Abstract > Introduction

There are a variety of ways to know and understand people. Embedded observation, interventions and interviews are all ways of working that characterize social scientific inquiry. Professional storytellers such as journalists and documentary filmmakers also use these same methods.

As a media designer, I too use the techniques of embedded observation, interventions and interviewing in my design work. However, I feel that these tactics of people knowing, as they are traditionally employed in the academic social sciences, while affirmative are inflexible. As a media designer, I am also able to work across a range of media platforms. This ability frees me from the constraints of a particular designed outcome such as a book, film or exhibition and allows the information to dictate the appropriate media type to tell the story.

For me, media design offers the framework for working between the disciplines of people-knowing and storytelling. For the past two years, I have been exploring different tools for media designers to know people and tell stories. I call this method of working Portraits in People-Knowing.

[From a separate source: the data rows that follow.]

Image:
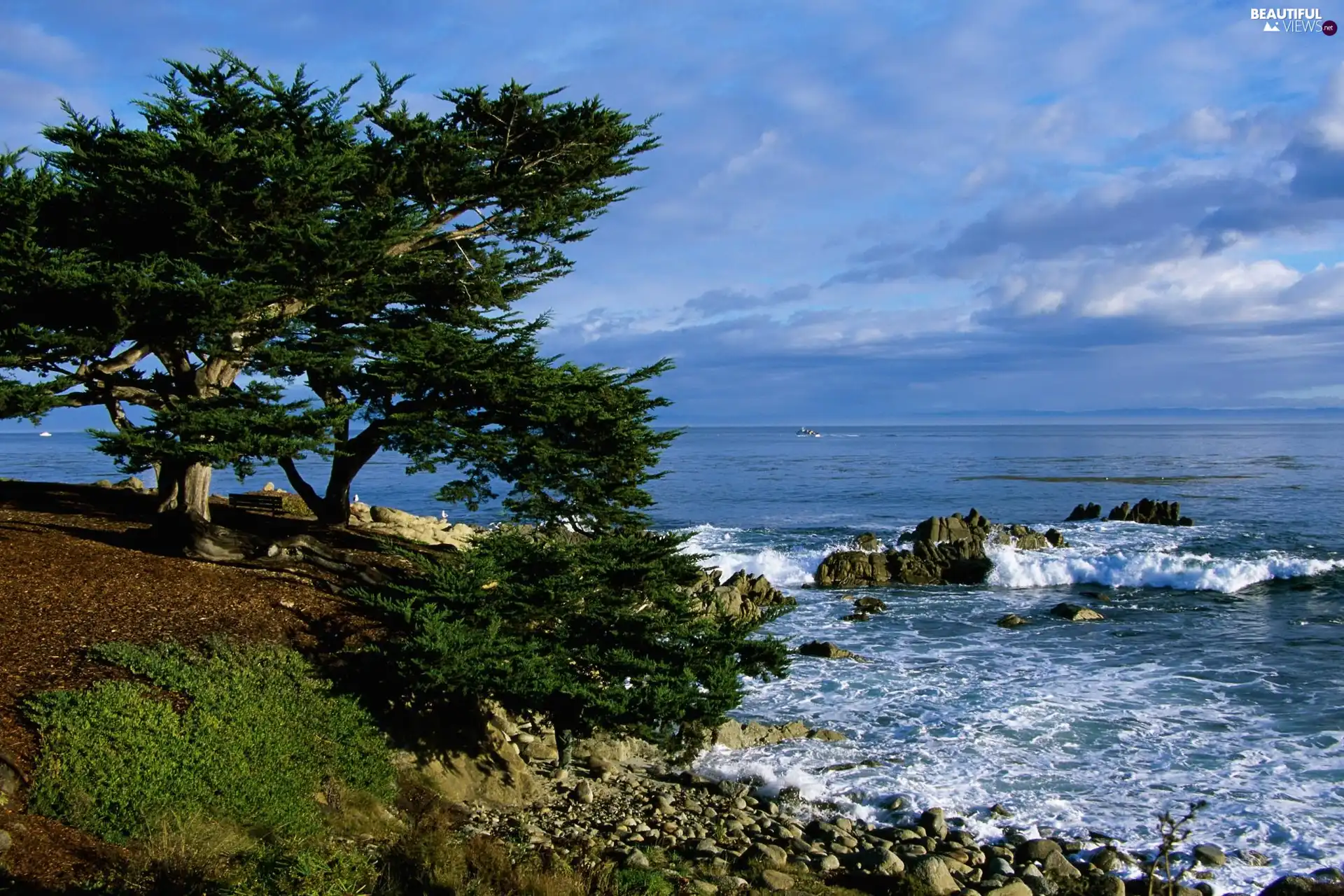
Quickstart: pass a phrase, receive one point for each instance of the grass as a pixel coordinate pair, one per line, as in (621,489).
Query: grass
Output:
(238,735)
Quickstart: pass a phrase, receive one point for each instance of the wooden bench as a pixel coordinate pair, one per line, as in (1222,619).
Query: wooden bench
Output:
(270,501)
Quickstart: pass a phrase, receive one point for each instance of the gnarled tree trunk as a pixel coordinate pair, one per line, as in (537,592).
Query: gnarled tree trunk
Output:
(185,488)
(351,456)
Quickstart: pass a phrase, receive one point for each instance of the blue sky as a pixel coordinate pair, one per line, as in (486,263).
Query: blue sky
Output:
(869,211)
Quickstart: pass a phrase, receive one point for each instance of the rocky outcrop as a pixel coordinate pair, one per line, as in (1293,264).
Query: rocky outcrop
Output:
(422,530)
(1151,512)
(944,551)
(1075,613)
(742,597)
(1085,512)
(734,735)
(828,650)
(130,482)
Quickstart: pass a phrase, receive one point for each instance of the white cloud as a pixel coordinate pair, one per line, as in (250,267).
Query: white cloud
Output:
(742,163)
(30,42)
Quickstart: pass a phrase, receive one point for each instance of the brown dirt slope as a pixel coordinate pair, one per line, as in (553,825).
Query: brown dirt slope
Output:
(76,571)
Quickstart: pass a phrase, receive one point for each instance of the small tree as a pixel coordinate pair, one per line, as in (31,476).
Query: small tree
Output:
(1174,832)
(597,633)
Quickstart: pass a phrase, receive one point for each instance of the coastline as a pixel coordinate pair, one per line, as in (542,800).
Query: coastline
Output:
(727,833)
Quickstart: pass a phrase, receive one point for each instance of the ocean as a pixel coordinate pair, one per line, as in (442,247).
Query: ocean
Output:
(1217,675)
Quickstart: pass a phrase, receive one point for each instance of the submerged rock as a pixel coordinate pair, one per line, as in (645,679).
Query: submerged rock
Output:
(1149,512)
(1085,512)
(945,551)
(828,650)
(1074,613)
(742,597)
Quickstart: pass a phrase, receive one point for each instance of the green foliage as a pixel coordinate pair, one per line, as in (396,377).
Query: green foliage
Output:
(643,881)
(255,225)
(260,736)
(594,631)
(574,445)
(433,859)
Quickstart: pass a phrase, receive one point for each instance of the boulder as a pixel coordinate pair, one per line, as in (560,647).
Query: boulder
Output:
(742,597)
(766,855)
(734,735)
(1298,886)
(929,876)
(827,650)
(1059,868)
(393,516)
(944,551)
(934,822)
(1085,512)
(1151,514)
(1210,855)
(1011,888)
(1037,850)
(1074,613)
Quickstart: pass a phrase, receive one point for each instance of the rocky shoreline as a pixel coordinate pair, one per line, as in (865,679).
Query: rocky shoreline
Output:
(944,551)
(631,802)
(625,799)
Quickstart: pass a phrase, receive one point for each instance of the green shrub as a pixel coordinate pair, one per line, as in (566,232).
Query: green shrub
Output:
(255,743)
(593,631)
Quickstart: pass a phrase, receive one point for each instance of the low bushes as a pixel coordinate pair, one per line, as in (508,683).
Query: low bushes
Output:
(245,736)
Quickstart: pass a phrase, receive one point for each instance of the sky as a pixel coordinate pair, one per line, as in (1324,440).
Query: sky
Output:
(867,213)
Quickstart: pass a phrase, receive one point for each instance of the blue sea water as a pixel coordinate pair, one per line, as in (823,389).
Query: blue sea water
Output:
(1217,675)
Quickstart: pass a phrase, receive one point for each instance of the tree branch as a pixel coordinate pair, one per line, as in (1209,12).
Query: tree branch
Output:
(118,365)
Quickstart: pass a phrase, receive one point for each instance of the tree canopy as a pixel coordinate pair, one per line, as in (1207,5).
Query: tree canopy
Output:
(255,226)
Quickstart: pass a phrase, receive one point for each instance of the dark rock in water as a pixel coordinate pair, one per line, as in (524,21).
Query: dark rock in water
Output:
(1085,512)
(1151,512)
(1037,850)
(1059,868)
(945,551)
(828,650)
(1210,855)
(742,597)
(1074,613)
(1298,886)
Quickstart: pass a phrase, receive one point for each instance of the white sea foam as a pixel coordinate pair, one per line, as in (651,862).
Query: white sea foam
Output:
(1070,726)
(1147,568)
(730,550)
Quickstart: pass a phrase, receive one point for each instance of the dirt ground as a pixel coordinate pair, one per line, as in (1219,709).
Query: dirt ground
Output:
(77,570)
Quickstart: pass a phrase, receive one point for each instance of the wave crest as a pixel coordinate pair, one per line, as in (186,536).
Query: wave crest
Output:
(1148,570)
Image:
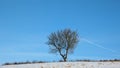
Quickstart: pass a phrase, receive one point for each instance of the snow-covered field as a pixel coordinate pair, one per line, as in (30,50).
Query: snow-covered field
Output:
(67,65)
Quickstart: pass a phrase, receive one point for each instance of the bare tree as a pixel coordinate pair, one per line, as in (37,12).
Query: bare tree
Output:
(63,42)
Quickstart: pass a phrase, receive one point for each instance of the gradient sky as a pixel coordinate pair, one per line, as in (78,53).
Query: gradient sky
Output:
(25,25)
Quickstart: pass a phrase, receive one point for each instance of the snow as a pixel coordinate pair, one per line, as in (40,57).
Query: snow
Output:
(67,65)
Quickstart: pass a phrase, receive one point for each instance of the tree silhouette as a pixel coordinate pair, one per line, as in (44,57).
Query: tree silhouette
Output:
(63,42)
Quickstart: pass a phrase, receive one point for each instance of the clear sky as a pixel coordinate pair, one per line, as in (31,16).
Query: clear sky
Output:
(25,25)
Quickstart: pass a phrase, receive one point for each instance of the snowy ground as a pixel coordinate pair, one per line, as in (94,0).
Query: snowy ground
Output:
(67,65)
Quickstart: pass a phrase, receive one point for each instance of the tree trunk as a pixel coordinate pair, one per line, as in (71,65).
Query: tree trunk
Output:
(65,59)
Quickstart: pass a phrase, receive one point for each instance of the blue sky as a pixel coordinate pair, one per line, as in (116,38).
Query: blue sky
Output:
(25,25)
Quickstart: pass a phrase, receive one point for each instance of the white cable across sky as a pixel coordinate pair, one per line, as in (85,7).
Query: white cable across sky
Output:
(100,46)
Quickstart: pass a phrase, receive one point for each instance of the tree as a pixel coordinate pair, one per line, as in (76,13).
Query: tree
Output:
(63,42)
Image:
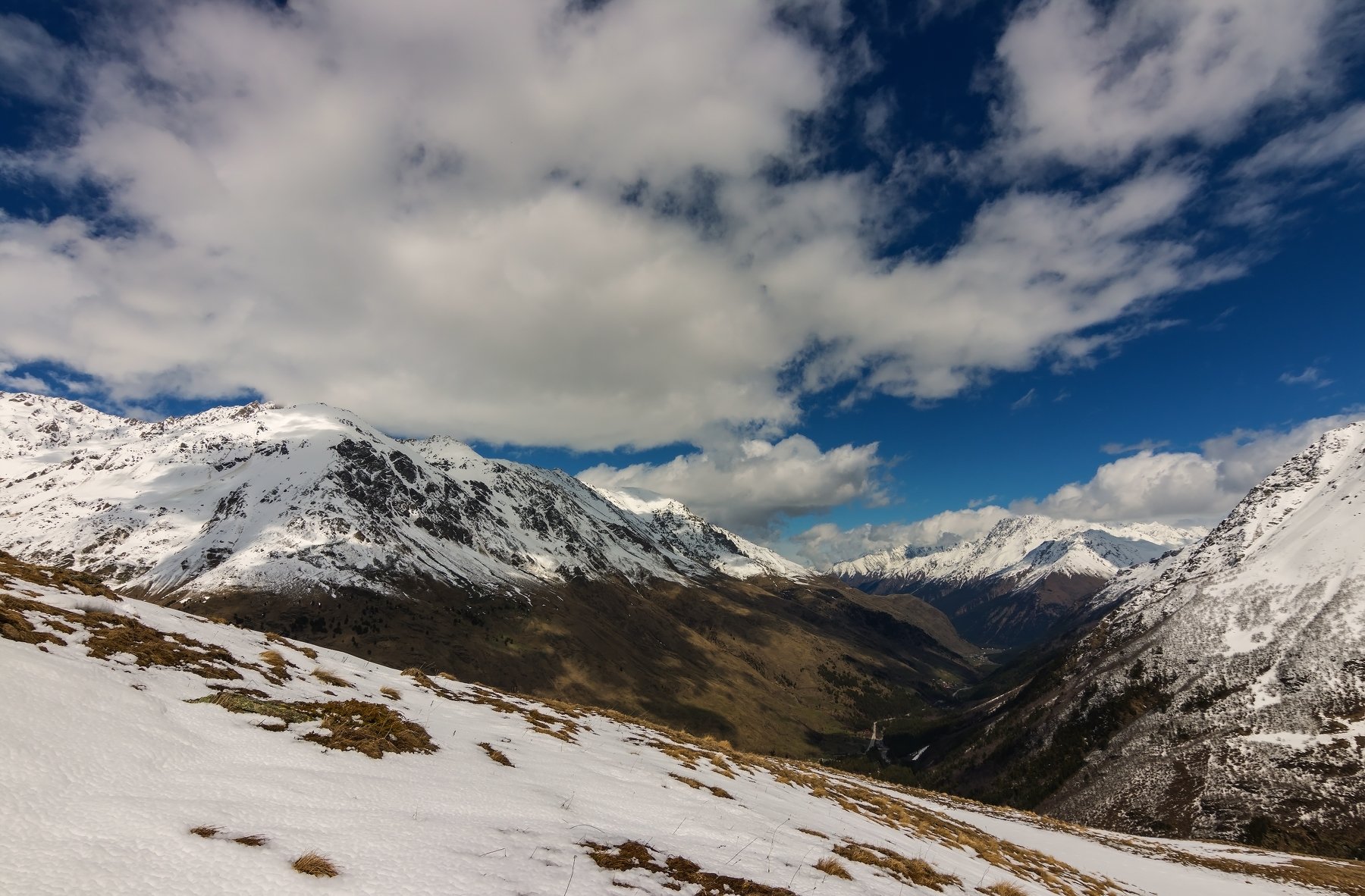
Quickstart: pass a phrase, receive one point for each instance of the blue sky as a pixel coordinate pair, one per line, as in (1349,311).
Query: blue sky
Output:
(841,276)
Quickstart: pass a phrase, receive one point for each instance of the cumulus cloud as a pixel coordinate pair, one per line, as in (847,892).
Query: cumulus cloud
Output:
(826,543)
(1182,486)
(748,484)
(1095,83)
(1310,377)
(549,224)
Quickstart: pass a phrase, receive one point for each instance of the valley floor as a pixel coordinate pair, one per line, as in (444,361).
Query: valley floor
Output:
(149,750)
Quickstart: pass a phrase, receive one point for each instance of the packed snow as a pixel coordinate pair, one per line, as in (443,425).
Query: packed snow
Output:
(119,776)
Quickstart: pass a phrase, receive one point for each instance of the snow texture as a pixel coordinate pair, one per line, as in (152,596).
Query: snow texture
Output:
(105,768)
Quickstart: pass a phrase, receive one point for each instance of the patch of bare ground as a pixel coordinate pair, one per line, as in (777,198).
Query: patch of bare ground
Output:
(278,667)
(1332,875)
(350,725)
(497,756)
(315,865)
(331,678)
(279,638)
(696,785)
(17,626)
(632,854)
(833,868)
(13,568)
(916,872)
(563,726)
(112,633)
(1003,888)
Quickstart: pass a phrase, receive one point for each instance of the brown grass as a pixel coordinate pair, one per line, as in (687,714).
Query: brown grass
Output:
(696,785)
(315,865)
(1003,889)
(497,756)
(632,854)
(55,577)
(279,672)
(351,725)
(15,626)
(329,678)
(907,870)
(833,868)
(279,638)
(114,633)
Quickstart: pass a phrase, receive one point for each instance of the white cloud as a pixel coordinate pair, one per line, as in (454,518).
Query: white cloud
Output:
(1310,377)
(826,543)
(1146,445)
(751,483)
(523,223)
(1182,486)
(1339,136)
(416,210)
(1094,83)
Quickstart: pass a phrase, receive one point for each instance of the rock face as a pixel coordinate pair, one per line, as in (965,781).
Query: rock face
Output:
(1225,696)
(1027,578)
(309,522)
(306,498)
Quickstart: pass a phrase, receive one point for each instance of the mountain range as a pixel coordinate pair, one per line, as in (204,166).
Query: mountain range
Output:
(1027,578)
(148,747)
(1223,694)
(307,522)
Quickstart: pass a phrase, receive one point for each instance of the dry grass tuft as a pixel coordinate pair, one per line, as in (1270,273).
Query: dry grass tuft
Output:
(315,865)
(351,725)
(1003,889)
(833,868)
(279,638)
(279,672)
(634,854)
(329,678)
(907,870)
(114,633)
(497,756)
(696,785)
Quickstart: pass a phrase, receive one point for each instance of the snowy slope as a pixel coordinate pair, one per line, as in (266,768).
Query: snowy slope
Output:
(111,760)
(1024,550)
(306,498)
(1226,692)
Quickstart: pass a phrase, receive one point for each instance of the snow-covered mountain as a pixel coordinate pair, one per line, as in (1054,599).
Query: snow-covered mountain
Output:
(307,498)
(1225,696)
(149,749)
(1021,578)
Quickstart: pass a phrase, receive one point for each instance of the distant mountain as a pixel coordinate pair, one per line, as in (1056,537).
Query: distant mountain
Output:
(1225,694)
(1021,581)
(300,500)
(309,522)
(143,745)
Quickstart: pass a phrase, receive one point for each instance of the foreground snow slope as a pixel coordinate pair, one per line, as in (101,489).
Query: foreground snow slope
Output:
(105,766)
(309,498)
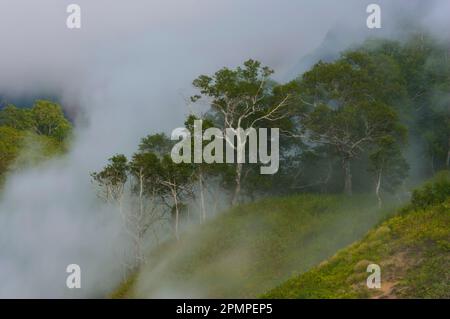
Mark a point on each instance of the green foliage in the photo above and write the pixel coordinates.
(411, 248)
(434, 192)
(115, 173)
(14, 117)
(49, 120)
(254, 247)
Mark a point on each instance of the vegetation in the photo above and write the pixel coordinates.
(412, 250)
(31, 135)
(345, 127)
(254, 247)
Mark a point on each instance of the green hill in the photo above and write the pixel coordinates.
(254, 247)
(412, 249)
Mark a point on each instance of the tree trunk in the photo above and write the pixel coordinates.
(237, 190)
(177, 215)
(347, 176)
(378, 188)
(448, 154)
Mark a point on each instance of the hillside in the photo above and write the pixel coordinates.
(412, 249)
(254, 247)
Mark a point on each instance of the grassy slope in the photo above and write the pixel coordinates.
(412, 249)
(254, 247)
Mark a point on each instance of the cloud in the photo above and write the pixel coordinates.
(124, 74)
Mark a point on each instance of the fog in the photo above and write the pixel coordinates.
(127, 73)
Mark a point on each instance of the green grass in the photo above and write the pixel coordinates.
(412, 249)
(252, 248)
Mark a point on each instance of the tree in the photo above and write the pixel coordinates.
(48, 119)
(177, 179)
(143, 170)
(387, 165)
(348, 109)
(241, 99)
(17, 118)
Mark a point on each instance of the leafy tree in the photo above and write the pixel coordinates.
(348, 109)
(242, 98)
(17, 118)
(48, 119)
(387, 165)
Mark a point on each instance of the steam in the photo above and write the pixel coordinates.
(126, 74)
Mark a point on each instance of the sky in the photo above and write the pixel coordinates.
(125, 74)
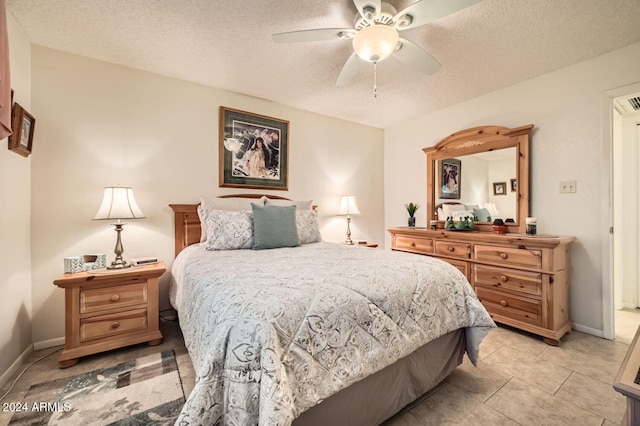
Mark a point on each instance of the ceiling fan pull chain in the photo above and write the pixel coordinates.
(375, 79)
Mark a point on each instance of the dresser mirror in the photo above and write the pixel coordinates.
(481, 172)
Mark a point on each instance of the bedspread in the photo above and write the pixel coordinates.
(273, 332)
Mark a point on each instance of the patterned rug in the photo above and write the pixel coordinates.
(144, 391)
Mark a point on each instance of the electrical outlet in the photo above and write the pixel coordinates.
(568, 187)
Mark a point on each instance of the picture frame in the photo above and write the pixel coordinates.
(450, 171)
(253, 150)
(500, 188)
(23, 125)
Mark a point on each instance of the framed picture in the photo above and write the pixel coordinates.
(23, 125)
(499, 188)
(450, 178)
(254, 150)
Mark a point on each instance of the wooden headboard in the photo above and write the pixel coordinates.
(187, 223)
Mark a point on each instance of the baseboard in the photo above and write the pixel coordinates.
(17, 364)
(588, 330)
(48, 343)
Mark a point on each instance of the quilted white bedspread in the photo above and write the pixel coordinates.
(273, 332)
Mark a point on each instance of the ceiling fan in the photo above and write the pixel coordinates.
(375, 35)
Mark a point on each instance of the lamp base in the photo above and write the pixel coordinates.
(118, 264)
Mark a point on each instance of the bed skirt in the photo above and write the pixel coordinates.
(381, 395)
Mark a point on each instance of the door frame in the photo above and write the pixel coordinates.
(608, 294)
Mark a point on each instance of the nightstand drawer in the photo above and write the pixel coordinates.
(508, 256)
(511, 306)
(109, 325)
(528, 283)
(454, 249)
(414, 244)
(100, 299)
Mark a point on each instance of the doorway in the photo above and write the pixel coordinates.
(625, 246)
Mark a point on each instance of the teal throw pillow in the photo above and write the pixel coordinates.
(274, 227)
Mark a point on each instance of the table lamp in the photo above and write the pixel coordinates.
(118, 203)
(348, 207)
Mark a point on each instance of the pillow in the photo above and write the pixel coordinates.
(229, 230)
(300, 205)
(461, 214)
(274, 227)
(483, 215)
(208, 203)
(307, 225)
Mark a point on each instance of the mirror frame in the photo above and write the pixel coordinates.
(484, 139)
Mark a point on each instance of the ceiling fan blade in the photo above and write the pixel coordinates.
(322, 34)
(412, 55)
(350, 69)
(424, 11)
(362, 4)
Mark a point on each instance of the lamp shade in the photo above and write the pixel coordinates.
(375, 43)
(348, 206)
(118, 203)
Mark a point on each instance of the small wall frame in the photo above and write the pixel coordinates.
(23, 125)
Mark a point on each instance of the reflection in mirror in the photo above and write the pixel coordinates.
(492, 165)
(481, 185)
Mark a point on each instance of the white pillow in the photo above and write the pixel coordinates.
(208, 203)
(308, 228)
(300, 205)
(229, 230)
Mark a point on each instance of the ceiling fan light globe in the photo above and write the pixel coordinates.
(375, 43)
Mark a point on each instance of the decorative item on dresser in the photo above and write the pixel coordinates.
(106, 309)
(522, 280)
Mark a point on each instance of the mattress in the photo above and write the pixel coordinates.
(272, 333)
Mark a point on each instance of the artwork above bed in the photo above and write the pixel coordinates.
(253, 150)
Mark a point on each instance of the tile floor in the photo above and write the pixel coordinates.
(519, 381)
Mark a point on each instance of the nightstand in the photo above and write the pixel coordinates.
(109, 309)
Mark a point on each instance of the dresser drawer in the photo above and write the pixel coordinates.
(109, 325)
(100, 299)
(508, 256)
(527, 283)
(511, 305)
(453, 249)
(414, 244)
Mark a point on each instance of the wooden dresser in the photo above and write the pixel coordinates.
(522, 281)
(105, 310)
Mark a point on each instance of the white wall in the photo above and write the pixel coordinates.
(100, 124)
(565, 107)
(15, 214)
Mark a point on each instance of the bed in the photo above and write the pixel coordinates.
(315, 333)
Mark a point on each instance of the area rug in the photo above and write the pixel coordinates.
(145, 391)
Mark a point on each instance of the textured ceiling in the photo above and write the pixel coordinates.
(227, 44)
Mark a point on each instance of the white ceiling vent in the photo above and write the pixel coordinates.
(627, 104)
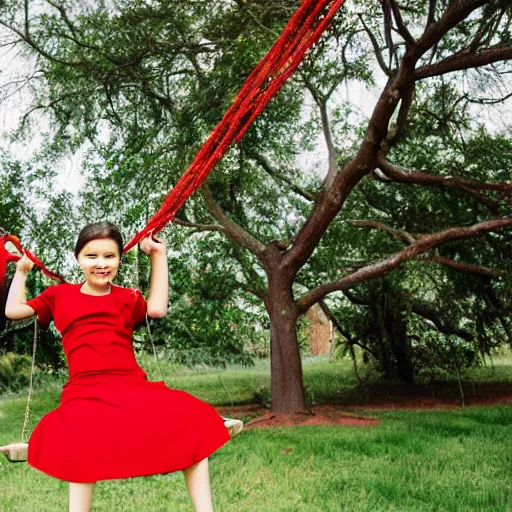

Specifically, these portraits mine the idiosyncratic and everyday for multiple purposes. On one hand, this approach is a direct response to the self-affirming tests often employed by traditional user testing which portray people as superficial and one-dimensional. Portraits in People Knowing offers tools to media designers to get involved with people, cultivate relationships and understand a lived life.

On the other hand, this approach is a direct reflection in a process of “knowing through making” and represents and inclination to grow personally. These insights into people and everyday life provide a platform for telling stories, asking questions as part of critical design practice and speculating about new methods for invention within the design industry.

As a mode of representation, the tropes of portraiture offer a frame of reference for understanding this body of work. It should be noted that Portraits in People-Knowing is not a critical take on portraiture. Rather, portraiture offers a lens for explaining the complex relationships involved in a practice of designing for and with people. Central to the task are the dynamic relationships found in all portraits: the subject, the viewer and the artist.